Australia says pandemic prompts greater effort to revamp global bodies

FILE PHOTO: Australian Foreign Minister Marise Payne speaks during an event hosted by the U.S. Department of State's Energy Resources Governance Initiative at the Palace Hotel on the sidelines of the 74th session of the United Nations General Assembly in New York City, New York, U.S., September 26, 2019. REUTERS/Darren Ornitz reuters_tickers
This content was published on June 16, 2020 - 12:56

By Kirsty Needham

SYDNEY (Reuters) - Australia will take a more activist role in reshaping global bodies such as the World Health Organization (WHO) after the coronavirus pandemic dealt an unexpected blow to international stability, its foreign minister said on Tuesday.

The WHO's decision-making body backed an independent review of the crisis last month, after lobbying by Australia and the European Union. U.S. President Donald Trump has accused the WHO of being beholden to China and cut funding to it.

The pandemic has drawn attention to the strengths and weaknesses of the United Nations system, Australian Foreign Minister Marise Payne said in a major policy speech, adding that no other body could do the health security work the WHO does.

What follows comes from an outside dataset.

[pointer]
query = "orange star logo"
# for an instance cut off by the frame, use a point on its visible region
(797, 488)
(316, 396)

"Australia wants to see a stronger WHO that is more independent and transparent," Payne said at the National Security College of Australian National University.

"We cannot let the vital and practical work that the WHO does on the ground be overshadowed by questions about the approach of its headquarters in Geneva."

Payne, critical of disinformation campaigns by China and Russia, said it was "troubling (that) some countries are using the pandemic to undermine liberal democracy and promote their own, more authoritarian models".

A U.S. security ally, Australia strained ties with its largest trading partner, China, by pushing for an international inquiry into the source and spread of the virus that first emerged in the central Chinese city of Wuhan late last year.

After studying its involvement with multilateral bodies, Australia had decided to target its efforts at preserving fundamental aspects such as rules that protect sovereignty, curb excessive use of power and enable trade, Payne said.

Standards on health, transport and telecoms will be vital to economic recovery after the pandemic, she said, calling for new rules in emerging areas such as cyber technology, artificial intelligence, critical minerals and outer space.

It was not a time for quiet diplomacy but a time to voice concerns, Payne added, dismissing fears that Australia had made itself a target, incurring "an unnecessary cost", by urging the virus review.

"The COVID-19 crisis has given democracy a contemporary stage on which to demonstrate its strength," she said, referring to the respiratory disease caused by the virus.